Tamsin is still sitting on the table behind me, her legs tucked beneath her, her hands resting on her thighs. Her face is flushed from the heat of the room, her hair falling loose from the messy knot she secured with her pen. There is volcanic oil smudged on her forearms, and her tank top is damp with sweat.

She looks exhausted.

But she is not looking at me with pity.

She is not looking at me with fear.

She is just looking at me.

Our eyes meet.

The weight of the moment presses down on my chest like a physical force. I have just confessed eight centuries of isolation to this woman, and now I am sitting here, fully exposed, waiting for her to say something.
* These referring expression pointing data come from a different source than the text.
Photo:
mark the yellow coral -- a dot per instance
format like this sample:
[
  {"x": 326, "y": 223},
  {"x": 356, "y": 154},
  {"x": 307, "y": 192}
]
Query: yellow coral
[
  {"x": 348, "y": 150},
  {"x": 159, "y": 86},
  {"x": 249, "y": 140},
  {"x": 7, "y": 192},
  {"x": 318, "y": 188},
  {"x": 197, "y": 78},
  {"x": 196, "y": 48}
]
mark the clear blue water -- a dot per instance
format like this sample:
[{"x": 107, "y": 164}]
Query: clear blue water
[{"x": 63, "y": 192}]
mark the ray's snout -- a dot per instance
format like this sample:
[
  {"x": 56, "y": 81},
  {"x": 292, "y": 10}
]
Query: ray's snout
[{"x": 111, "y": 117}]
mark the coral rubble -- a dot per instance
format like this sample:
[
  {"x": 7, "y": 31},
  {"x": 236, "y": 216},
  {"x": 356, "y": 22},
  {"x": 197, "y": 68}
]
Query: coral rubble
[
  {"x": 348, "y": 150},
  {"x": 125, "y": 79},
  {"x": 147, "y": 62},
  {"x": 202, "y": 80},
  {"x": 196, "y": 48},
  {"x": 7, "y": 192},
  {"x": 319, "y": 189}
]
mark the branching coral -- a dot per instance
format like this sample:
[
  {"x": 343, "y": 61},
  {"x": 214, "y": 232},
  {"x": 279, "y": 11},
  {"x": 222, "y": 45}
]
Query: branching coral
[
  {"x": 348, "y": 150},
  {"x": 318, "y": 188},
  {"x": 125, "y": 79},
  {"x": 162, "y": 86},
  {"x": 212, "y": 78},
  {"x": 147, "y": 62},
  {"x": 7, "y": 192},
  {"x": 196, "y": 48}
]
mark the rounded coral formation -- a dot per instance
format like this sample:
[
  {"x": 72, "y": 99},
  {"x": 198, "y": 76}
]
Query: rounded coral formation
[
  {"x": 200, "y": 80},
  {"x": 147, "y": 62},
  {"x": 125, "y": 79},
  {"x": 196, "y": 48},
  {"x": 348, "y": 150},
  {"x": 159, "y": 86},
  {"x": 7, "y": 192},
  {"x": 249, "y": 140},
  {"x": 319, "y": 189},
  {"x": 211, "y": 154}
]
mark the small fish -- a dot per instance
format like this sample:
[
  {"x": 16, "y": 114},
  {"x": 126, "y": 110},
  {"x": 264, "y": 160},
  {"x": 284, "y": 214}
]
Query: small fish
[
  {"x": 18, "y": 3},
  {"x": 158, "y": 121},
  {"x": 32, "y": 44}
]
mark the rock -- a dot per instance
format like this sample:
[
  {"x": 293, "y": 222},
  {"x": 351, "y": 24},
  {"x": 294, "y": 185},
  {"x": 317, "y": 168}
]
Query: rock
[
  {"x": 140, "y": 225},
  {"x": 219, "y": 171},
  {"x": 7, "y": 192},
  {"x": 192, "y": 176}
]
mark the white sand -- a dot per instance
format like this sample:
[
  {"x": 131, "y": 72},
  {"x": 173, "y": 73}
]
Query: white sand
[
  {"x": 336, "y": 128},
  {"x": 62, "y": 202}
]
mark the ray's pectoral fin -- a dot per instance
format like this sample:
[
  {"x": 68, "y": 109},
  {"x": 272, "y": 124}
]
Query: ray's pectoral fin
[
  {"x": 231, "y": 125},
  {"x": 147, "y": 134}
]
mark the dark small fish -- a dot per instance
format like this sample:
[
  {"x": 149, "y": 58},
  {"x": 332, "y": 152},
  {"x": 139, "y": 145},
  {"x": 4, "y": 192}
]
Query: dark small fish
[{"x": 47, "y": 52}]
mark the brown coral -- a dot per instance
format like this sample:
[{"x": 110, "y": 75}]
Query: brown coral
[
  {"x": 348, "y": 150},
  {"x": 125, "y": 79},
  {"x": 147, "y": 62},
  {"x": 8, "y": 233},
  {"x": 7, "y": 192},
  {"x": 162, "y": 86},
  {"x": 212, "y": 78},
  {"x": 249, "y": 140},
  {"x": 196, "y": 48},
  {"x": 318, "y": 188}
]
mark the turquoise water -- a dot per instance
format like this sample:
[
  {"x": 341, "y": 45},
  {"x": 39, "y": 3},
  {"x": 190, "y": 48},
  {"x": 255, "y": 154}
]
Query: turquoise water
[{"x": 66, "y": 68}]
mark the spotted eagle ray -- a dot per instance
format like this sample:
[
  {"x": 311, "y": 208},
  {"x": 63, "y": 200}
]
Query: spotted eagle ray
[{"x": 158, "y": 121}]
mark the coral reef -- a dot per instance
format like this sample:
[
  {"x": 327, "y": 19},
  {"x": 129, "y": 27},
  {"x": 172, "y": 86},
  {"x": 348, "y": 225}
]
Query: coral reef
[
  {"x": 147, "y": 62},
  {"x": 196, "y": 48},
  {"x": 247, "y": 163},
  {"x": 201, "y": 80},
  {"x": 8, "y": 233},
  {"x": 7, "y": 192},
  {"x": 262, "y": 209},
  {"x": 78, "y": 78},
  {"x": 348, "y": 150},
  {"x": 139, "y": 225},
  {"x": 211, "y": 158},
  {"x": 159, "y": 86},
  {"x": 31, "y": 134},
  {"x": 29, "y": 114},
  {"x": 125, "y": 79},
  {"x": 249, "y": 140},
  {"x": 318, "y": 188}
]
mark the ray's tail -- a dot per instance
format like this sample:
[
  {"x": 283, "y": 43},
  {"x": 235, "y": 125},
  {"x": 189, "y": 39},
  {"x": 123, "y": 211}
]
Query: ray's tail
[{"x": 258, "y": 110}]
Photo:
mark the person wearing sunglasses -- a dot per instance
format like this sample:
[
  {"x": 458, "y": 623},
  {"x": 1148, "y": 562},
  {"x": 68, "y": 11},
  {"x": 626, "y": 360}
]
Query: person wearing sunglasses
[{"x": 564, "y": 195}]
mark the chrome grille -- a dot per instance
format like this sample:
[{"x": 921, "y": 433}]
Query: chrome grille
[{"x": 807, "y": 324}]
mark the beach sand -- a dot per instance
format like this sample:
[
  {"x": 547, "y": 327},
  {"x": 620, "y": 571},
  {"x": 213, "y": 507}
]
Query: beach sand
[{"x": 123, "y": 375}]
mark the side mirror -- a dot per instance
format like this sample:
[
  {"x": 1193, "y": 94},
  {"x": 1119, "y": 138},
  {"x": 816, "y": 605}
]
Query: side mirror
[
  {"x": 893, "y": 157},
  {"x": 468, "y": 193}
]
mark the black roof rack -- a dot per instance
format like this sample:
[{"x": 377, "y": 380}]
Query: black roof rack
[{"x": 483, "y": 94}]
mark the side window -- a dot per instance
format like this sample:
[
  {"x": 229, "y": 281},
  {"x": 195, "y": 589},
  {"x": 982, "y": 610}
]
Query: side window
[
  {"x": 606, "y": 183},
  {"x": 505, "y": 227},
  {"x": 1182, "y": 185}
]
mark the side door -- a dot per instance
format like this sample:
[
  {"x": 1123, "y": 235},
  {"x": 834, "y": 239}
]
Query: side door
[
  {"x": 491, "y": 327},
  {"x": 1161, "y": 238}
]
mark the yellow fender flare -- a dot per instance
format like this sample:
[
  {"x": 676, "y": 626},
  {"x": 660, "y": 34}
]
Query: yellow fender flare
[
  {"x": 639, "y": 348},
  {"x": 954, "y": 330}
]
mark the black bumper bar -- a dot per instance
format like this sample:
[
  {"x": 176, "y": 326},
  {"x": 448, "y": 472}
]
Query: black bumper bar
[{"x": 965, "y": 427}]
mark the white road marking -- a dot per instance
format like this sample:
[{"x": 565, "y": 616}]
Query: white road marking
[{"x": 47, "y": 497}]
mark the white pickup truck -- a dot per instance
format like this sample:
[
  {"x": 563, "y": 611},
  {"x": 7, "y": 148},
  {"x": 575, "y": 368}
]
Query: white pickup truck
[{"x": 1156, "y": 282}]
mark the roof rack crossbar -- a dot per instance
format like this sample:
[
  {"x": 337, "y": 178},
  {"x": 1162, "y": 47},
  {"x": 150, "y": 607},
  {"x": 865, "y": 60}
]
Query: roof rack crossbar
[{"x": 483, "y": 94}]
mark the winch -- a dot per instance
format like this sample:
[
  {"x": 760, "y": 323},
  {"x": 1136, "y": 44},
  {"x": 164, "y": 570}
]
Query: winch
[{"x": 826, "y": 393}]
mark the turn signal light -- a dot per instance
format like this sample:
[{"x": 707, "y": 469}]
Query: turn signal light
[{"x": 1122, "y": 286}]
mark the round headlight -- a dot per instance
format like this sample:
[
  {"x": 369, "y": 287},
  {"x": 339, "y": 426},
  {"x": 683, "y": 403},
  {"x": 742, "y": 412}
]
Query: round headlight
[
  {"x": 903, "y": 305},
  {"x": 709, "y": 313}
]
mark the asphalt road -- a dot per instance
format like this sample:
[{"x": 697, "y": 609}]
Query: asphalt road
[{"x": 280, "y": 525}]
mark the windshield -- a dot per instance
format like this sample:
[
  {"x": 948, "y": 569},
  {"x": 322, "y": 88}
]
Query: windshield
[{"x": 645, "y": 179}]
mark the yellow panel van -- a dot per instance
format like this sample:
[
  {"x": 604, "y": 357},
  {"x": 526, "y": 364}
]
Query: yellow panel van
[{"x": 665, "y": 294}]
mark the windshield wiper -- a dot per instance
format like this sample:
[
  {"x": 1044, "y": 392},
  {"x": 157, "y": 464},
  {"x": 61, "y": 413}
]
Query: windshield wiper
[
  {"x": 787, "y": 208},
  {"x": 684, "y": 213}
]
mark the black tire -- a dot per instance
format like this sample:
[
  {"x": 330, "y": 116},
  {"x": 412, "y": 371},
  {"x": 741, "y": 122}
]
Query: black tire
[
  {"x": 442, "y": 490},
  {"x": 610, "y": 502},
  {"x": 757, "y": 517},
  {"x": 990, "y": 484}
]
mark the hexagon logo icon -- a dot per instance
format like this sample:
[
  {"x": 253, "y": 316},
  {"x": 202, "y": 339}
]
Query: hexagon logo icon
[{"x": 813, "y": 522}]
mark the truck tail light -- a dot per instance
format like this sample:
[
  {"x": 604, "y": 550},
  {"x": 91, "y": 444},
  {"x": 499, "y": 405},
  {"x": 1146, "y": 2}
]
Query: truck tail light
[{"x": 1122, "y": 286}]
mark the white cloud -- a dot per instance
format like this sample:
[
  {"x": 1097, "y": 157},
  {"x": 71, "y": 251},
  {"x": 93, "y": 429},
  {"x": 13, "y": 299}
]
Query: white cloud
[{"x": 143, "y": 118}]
Anything.

She tilts her head slightly.

And then she speaks.

"Eight hundred years alone," she says, her voice dry and matter-of-fact. "That explains the emotional vocabulary of a Victorian butler."

I blink.

It takes my brain a full three seconds to process what she just said.

And then, despite everything, despite the crushing vulnerability and the terror and the absolute certainty that I have just destroyed myself, I feel the corner of my mouth twitch.

It is not quite a smile.

But it is close.

Tamsin slides off the table, her bare feet landing softly on the heated stone floor. She moves around the room with practiced efficiency, grabbing a fresh towel from the supply station and wiping the excess volcanic oil from her hands.

She does not treat me like I am broken.

She does not coddle me.

She just moves through the space like this is any other session, like I have not just laid my soul bare in front of her.

And somehow, that is exactly what I need.

"You're going to need to rinse off," she says, nodding toward the small washroom attached to the suite. "That oil is going to harden if you leave it on too long."

I do not move.

I am still processing the fact that she has not left.

She glances over her shoulder, one eyebrow raised. "Cyprian. Washroom. Now."

Her tone is sharp. Professional. Completely unimpressed by my seven-foot frame and my sprawling, towering frame and the fact that I just confessed eight centuries of loneliness.

I stand.

The movement is smooth. Effortless. My body responds without hesitation, and I walk toward the washroom, my wings folding tightly against my back to fit through the doorway.